Karim Agha
Karim Agha

Reputation: 3625

Data structure for efficient function call matching

I'm building a tool that among other things has to measure performance-related impact of changes in our product.

To get that done, I've implemented a profiler that traces whenever a function is called or returns and notifies me about that. First, I've dumped the output to a file to get a sense of the data I'll be working with and here is more-or-less how they look like:

FuncCall1
   FuncCall2
      FuncCall3
      FuncRet3
      FuncCall4
      FuncRet4
      FuncCall5
        FuncCall6
        FuncRet6
      FuncRet5
    FuncRet2
FuncRet1

To have a better visual understanding of how this data looks like, here is a graph of the first 10000 function calls: (x-axis: time, y-axis: depth/nesting): Function Call/Return graph (http://img444.imageshack.us/img444/4710/proflog.gif)

When a function begins execution, I will log it's name/identifier and the current high-precision timestamp and when it returns I will need to lookup the entry where I stored the start time and add a new timestamp that marks it return.

To sum things up, the operations that I'm going to perform on these data are:

  1. Insert a new function call mark with current timestamp.
  2. Lookup the most recent function call of a certain ID and store the return timestamp.
  3. See which other functions were called from within a certain function (and see where its spending its time) - for example If I'm looking at Function#2 in the previous example, I want to know that it calls Function#3, Function#4, Function#5 and Function#5 calls Function#6 then it returns (with all call/return timestamps marked).

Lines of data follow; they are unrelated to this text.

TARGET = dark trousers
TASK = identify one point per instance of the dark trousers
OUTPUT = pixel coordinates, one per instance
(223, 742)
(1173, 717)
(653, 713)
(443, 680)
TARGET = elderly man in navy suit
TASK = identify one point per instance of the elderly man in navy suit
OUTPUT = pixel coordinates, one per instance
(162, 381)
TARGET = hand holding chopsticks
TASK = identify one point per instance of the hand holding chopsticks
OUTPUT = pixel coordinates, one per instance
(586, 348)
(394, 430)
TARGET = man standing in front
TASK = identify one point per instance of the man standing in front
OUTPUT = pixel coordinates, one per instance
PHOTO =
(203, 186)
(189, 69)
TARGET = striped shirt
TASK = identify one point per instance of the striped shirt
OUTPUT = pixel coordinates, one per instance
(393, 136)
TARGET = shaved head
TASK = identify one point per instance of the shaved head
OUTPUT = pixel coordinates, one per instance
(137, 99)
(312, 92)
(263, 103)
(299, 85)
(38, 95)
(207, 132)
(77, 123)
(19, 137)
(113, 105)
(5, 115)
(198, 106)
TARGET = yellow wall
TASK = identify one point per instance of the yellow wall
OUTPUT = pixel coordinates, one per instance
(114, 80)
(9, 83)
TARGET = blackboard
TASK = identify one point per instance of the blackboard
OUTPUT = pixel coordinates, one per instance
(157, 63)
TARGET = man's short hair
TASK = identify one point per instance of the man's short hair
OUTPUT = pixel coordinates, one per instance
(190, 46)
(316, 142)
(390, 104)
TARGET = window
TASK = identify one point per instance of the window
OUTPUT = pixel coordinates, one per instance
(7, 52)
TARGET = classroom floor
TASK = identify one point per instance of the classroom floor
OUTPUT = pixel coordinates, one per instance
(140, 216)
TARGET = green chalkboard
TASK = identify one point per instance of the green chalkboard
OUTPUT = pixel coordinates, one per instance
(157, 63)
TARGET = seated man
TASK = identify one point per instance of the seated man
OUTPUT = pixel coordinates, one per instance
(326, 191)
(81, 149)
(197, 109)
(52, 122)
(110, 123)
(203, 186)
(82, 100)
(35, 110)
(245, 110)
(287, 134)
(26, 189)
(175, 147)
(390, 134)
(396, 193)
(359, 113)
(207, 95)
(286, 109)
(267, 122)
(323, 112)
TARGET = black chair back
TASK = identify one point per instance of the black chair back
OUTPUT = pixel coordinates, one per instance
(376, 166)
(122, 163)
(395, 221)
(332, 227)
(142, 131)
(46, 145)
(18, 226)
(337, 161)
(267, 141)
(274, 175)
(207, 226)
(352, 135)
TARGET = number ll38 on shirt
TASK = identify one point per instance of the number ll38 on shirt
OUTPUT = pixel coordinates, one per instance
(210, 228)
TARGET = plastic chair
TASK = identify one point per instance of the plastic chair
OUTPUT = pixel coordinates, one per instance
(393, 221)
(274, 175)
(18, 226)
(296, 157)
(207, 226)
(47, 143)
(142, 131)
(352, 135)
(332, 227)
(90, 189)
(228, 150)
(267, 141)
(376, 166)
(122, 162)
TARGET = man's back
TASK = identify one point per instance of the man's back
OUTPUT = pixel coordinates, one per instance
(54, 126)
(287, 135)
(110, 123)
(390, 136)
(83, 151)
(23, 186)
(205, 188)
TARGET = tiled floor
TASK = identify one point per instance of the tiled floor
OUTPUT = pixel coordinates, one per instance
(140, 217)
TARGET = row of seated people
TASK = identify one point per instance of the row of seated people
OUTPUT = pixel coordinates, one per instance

Now, I have several ideas for data-structures that might be good for this scenario:

  1. An auto-balanced tree (i.e AVL) where the key for each node will be the function identifier and the value in each node would be a stack of timestamp pairs. This approach will give me fast insertion and lookup when marking function timestamps and the fact that each node is a stack, it will also take care of matching the right return timestamp to the start timestamp - Always (I assume) the latest return timestamp of a certain function should match the most nested/recent function call. In this approach, maintaining nested function calls with different identifiers would be a bit troublesome, because I will have to traverse the tree and match them basing on their timestamp to figure out their nesting - not ideal.

  2. Maintain a list of functions that did not return yet (that will preserve the call-stack info) and use skip-list where each level would be equal to function-call-nesting level. This approach would make operation #3 easier, but lookups will be slower and I might have to maintain very long lists of not returned functions - such as main(), that will have to be maintained throughout the lifetime of my application. Here I could also use a hashtable, to improve the lookup speed sacrificing some more memory usage. Memory usage is critical - this profiler easily generates about 20 MB / s.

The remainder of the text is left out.